@benchmark reporting (probably) wrong memory usage (BenchmarkTools.jl)

(I’m asking this here instead of on GitHub - JuliaCI/BenchmarkTools.jl: A benchmarking framework for the Julia language because it might just be my lack of understanding of what’s happening, and not an actual issue. If this doesn’t fit in here, let me know and I’ll open it as an issue there instead.)

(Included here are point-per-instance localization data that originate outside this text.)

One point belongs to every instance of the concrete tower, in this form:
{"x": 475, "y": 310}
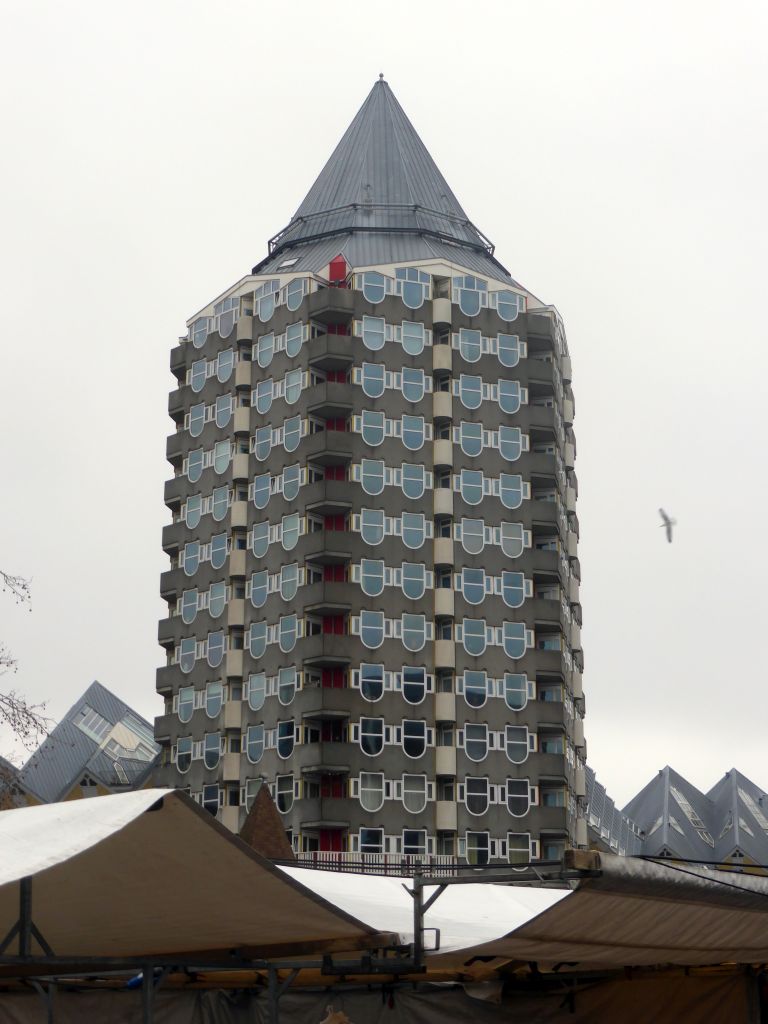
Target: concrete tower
{"x": 373, "y": 590}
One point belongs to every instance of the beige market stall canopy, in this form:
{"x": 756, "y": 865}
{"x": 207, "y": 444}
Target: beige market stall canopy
{"x": 151, "y": 875}
{"x": 636, "y": 912}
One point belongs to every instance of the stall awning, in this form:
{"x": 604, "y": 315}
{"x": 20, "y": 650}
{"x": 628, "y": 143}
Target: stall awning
{"x": 151, "y": 873}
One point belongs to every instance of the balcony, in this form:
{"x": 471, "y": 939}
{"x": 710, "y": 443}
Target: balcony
{"x": 442, "y": 454}
{"x": 442, "y": 358}
{"x": 444, "y": 602}
{"x": 443, "y": 502}
{"x": 443, "y": 551}
{"x": 444, "y": 708}
{"x": 444, "y": 654}
{"x": 244, "y": 329}
{"x": 332, "y": 305}
{"x": 330, "y": 399}
{"x": 442, "y": 406}
{"x": 329, "y": 446}
{"x": 445, "y": 815}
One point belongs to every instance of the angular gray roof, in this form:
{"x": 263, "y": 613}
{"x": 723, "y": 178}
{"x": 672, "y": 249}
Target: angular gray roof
{"x": 68, "y": 753}
{"x": 381, "y": 182}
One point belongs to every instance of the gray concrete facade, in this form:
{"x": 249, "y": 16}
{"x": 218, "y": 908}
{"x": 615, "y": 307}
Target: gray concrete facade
{"x": 333, "y": 595}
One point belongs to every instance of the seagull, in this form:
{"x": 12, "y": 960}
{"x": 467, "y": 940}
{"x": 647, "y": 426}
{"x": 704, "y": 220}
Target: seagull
{"x": 668, "y": 523}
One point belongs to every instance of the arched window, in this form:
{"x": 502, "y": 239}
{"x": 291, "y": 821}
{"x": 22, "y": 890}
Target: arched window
{"x": 372, "y": 735}
{"x": 473, "y": 636}
{"x": 185, "y": 704}
{"x": 476, "y": 795}
{"x": 372, "y": 525}
{"x": 255, "y": 743}
{"x": 414, "y": 737}
{"x": 214, "y": 699}
{"x": 372, "y": 682}
{"x": 372, "y": 791}
{"x": 516, "y": 740}
{"x": 286, "y": 738}
{"x": 476, "y": 740}
{"x": 372, "y": 577}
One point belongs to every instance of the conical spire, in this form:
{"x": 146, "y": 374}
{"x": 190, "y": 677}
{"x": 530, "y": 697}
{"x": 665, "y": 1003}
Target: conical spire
{"x": 381, "y": 180}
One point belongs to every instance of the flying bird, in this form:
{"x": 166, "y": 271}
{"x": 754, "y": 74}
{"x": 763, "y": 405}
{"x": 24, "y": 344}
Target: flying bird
{"x": 668, "y": 523}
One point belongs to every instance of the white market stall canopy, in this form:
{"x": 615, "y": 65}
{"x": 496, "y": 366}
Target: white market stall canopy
{"x": 150, "y": 873}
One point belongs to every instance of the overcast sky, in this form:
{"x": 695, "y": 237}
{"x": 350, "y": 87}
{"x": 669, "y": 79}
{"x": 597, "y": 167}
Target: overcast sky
{"x": 614, "y": 153}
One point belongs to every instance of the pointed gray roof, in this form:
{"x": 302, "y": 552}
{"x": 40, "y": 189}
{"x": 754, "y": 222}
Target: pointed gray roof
{"x": 381, "y": 181}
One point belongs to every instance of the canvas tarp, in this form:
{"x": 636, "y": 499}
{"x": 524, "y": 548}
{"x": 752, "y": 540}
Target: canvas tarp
{"x": 150, "y": 872}
{"x": 638, "y": 912}
{"x": 652, "y": 999}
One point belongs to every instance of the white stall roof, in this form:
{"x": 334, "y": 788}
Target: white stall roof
{"x": 465, "y": 913}
{"x": 150, "y": 872}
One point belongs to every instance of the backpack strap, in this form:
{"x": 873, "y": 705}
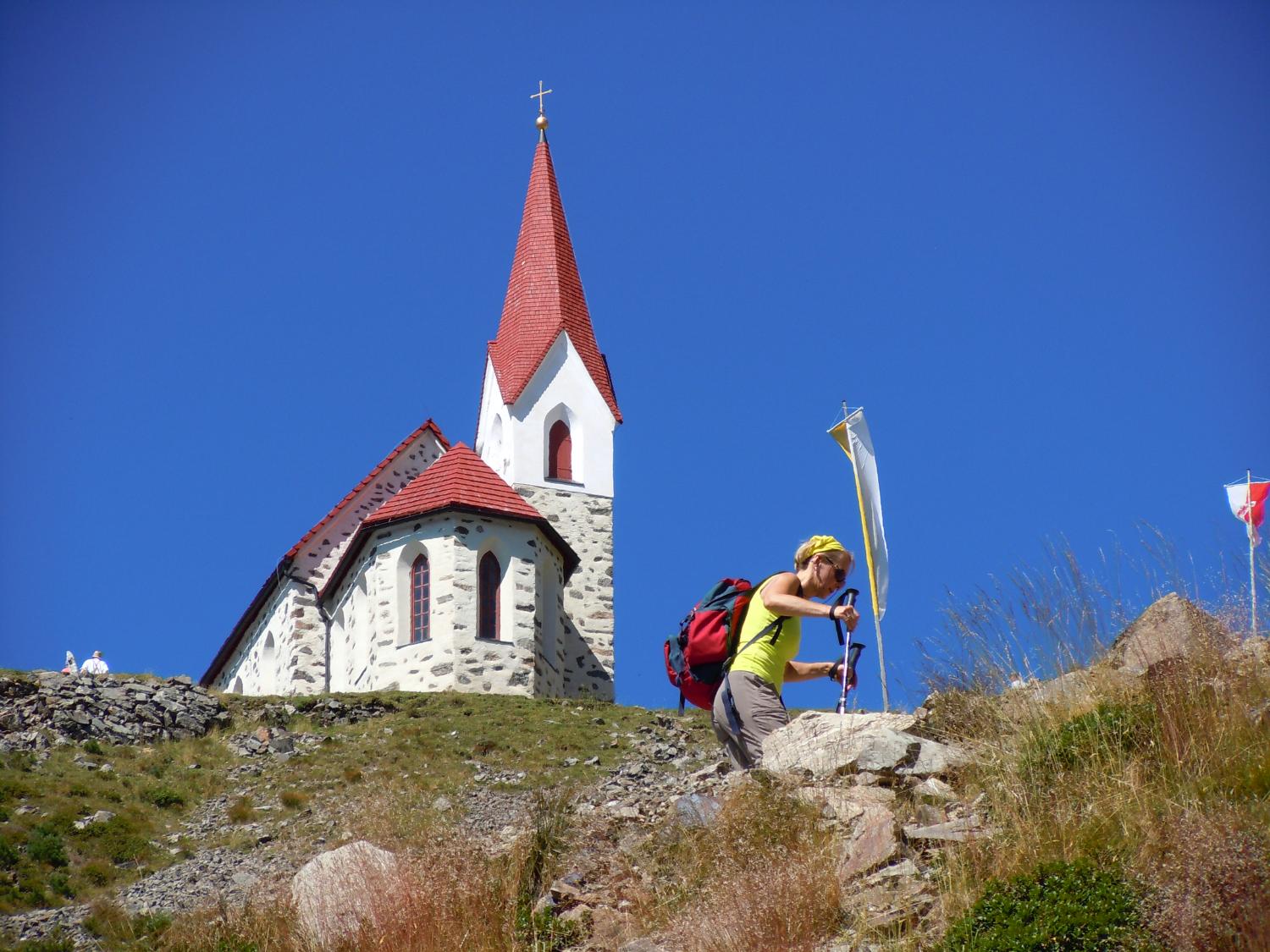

I wrote some code (to solve a Project Euler problem) that seemed fairly straightforward and without any obvious big memory allocations:

function sum_digit_factorial_nums()
    result = 0
    for n in 10:9999999
        if digit_factorial_sum(n) == n
            result += n
        end
    end
    result
end

function digit_factorial_sum(n::Integer)
    nd = digits(n)
    return sum((factorial(d) for d in nd))
end

It runs reasonably fast (3-4 s), but the memory estimate by @benchmark seems way off:

BenchmarkTools.Trial:
  memory estimate:  1.68 GiB
  allocs estimate:  33721367
  --------------
  minimum time:     4.421 s (2.97% GC)
  median time:      4.427 s (2.91% GC)
  mean time:        4.427 s (2.91% GC)
  maximum time:     4.434 s (2.86% GC)
  --------------
  samples:          2
  evals/sample:     1

(this from Julia v0.6.2, the output is similar on v0.7 except slightly lower times and 1.48 GiB allocated instead of 1.68. Inlining the digit_factorial_sum function’s code made no real difference.)

The Julia process’ memory consumption did not raise anywhere near those levels during the execution, and there was no other indication that there was high memory usage going on (and believe me, I’d have felt something on my Jurassic-era laptop!).

How should I interpret the memory estimate output here, and is this business as usual or is it a big enough discrepancy in the estimate to need an issue filed?

This is the total amount allocated, not the peak memory usage.

Thanks. That was one explanation that came to mind, but I thought that information was (kinda) given by the allocs estimate, so this must be a different piece of information.

So if A and B are allocated and then go out of scope (and ready to be gc’d), then C and D are allocated, the memory estimate would be the sum of the memory usages of A, B, C, and D all? Is it fair to say the memory estimate shown is basically the sum of all mallocs done during the execution of the code?

You can look at the source: https://github.com/JuliaCI/BenchmarkTools.jl/blob/master/src/execution.jl#L317-L336

Before execution

__gc_start = Base.gc_num()

then after execution

__gcdiff = Base.GC_Diff(Base.gc_num(), __gc_start)

and the memory estimate is computed as

__memory = Int(fld(__gcdiff.allocd, __evals))

So it is the sum of all allocations during the execution of the codes.

2 Likes

I believe that digits allocates.